Please consider the following data model:
data Artist = Artist Text data Song = Song Artist Text data Catalogue = Catalogue (Set Artist) (Set Song) You can see that the Artists are referred to from both the Songs and the Catalogue. The Catalogue contains a list of all artists referred to from Songs, so the same values of Artist get referred to from two places.
Suppose we were to generate the Catalogue value using multiple applications of the following function:
insertSong :: Song -> Catalogue -> Catalogue insertSong song@(Song artist title) (Catalogue artists songs) = Catalogue (Set.insert artist artists) (Set.insert song songs) It's evident that the Catalogue would get filled by references to the same values of Artist as the Songs refer to, thus saving the memory by not storing the copies of those values.

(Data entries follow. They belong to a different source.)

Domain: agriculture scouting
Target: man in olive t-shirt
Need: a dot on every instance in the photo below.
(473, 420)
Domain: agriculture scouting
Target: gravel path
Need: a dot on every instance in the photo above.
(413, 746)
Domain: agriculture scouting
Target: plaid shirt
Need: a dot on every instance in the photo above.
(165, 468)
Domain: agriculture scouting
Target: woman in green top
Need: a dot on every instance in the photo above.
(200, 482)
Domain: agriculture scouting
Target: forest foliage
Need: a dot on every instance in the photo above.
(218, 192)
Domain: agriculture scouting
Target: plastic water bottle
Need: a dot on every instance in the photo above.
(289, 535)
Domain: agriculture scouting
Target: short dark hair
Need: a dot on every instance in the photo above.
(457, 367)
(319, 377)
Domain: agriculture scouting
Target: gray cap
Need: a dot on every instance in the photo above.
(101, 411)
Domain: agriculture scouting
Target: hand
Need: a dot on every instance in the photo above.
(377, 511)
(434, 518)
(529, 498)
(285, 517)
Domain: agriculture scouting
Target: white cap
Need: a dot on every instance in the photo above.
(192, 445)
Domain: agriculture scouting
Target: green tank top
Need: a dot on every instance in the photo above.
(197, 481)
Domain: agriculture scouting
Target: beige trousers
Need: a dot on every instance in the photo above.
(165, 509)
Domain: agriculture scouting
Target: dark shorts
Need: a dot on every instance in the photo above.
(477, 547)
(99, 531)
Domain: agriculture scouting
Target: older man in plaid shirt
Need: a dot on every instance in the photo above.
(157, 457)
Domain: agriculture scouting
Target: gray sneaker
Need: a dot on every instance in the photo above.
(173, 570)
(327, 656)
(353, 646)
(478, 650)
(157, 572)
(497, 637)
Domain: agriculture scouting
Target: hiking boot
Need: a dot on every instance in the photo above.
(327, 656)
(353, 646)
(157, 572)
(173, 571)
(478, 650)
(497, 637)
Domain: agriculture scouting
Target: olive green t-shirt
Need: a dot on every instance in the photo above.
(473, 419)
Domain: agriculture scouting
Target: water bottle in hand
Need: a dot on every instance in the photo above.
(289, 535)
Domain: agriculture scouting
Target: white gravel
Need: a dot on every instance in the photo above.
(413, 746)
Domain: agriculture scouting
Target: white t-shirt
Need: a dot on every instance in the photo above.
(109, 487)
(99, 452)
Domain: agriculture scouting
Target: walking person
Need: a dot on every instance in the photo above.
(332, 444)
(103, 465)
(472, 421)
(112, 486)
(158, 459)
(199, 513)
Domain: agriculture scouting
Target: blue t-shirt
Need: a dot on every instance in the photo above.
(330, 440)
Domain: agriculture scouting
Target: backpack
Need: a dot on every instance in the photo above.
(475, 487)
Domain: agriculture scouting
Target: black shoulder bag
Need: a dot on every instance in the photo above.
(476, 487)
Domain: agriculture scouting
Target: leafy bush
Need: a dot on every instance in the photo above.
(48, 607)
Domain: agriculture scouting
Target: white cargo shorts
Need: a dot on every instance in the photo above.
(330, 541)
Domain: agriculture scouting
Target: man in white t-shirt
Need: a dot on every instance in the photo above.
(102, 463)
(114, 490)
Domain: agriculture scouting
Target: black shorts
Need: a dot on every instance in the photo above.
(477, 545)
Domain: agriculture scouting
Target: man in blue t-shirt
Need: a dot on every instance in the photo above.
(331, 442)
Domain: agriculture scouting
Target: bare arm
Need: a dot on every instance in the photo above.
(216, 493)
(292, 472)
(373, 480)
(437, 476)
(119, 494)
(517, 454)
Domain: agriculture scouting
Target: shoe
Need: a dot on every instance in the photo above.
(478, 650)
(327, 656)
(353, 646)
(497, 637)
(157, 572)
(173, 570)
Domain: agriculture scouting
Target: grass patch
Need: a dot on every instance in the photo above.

The problem is that when I try to recreate the catalogue from serialized data by separately deserializing a set of artists and a set of songs, the application occupies way more memory than when it generated the same value of Catalogue with insertSong. I suspect that it is caused by the lost relation between same Artists referred to from Songs and the Catalogue, which is why I get copies of values of Artist occupying extra memory.
The only solution I see is to first deserialize the set of artists and then to deserialize the set of songs while forcefully replacing the values of Artist with the ones from the first set.
So my questions are:
- Am I right in my suspicion?
- Will the solution I see work?
- Are there any better ways to solve this?